契約社員の5年のカウントダウン

私は契約社員だ。

かれこれ7年近く、とある企業の事務員をやっている。

しかし、2013年に法律が変わって、契約社員は5年以上の契約継続ができなくなった。

これによって会社は契約社員を5年になる前に契約を終了させるか、6年目以降は「無期限」の契約社員となるか、のどちらかの選択をする必要が出てくる。

法改正があった2013年4月1日から5年となるので、期限は2018年4月1日となる。

長期に契約している契約社員を抱える会社は、そろそろこの問題を考え始めなければいけない時期だろう。

多くは単純に、無期限の契約社員にすればいいという結論を出す会社が多いのだろうと思うが、5年になる前に契約を切ろうと考える会社も中にはあるかもしれない。

ここで一つ問題なのは、「無期限」という契約についてである。

これは本当に契約期間が設定されず、本人が退職を希望するまで基本的に勤務を続けることができるということになる。

しかし、法律が保証するのはそれだけなのだ。

私の勤める会社は、結論としては、残してもいい人材は無期限に、それ以外は契約を切る、という方向で動いている。
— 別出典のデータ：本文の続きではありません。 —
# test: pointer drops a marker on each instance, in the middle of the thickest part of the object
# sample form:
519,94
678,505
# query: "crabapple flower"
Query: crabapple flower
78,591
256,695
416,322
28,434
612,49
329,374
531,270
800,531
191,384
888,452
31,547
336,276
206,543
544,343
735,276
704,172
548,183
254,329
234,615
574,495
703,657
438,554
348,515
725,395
極力は無期限にせず、都度人材を入れ替えればいいという考えだそうだ。

無期限になれたとしても、今後も今まで通り昇給もなければボーナスもない。退職金もなければ、組合員にもなれない。そういう扱いだ。正社員も全員そういう状態であれば仕方ないと思えたかもしれないが、生憎と大企業の子会社であるので、正社員はボーナスがたっぷりでるし、退職金も、退職後に仕事を続けることもできる。私の場合、無期の契約社員になるのはこういった格差の中でずっと働いていかなければならないということだ。

私はもともと正社員になりたかったわけでもないし、契約社員になった当時、給与にもそんなに不満はなかった。

しかし、社会は増税で物価が上がり続け、下がることはない。その中で給与が変わらないというのは、はっきり言ってじわじわと貧困からおいでおいでと手招きされている状態である。

毎日三食自炊をして、洋服はユニクロかG.U.、ネイルもしない。無駄遣いせず、日々節制に努めれば貯金は無理だが生活できないことはない。でも給与は変わらないのでそれが一生続くのだ。

男性が苦手なため、結婚するということも考えていない私には、転職を決意せざるを得ない状況となり、今年度末で退職することにした。

今の職を選び続けてきたのは他でもない私だが、退職しようとしたことは2度ほどあり、その都度会社側は事務のスキルが正社員にないため、辞めないでほしいと懇願した。それを受け入れてしまったことを、今はとても後悔している。

しかし、こうやって、辞めないでほしいけど労働条件を改善してやる気はない契約社員は、確かに今後減っていくのではないかと私は思っている。

無期限の条件を諾としなかった私のような元契約社員達は、次は何が何でも「正社員」になろうと躍起になるか、自営業、フリーターに走る者が大半だろうからだ。

企業側は次第に、契約社員という低賃金労働者の供給不足に、正社員に負担を掛けざるを得ない。それで正社員雇用を増やす会社は優良企業だが、それをしない会社はブラック企業になっていくのかもしれない。その時後悔しても遅いんだよ、と思うことで、会社への腹立たしさを飲み込んで、私は転職の準備を始めている。もちろん目指すのは正社員雇用で、それが無理ならフリーターで生きていくつもりだ。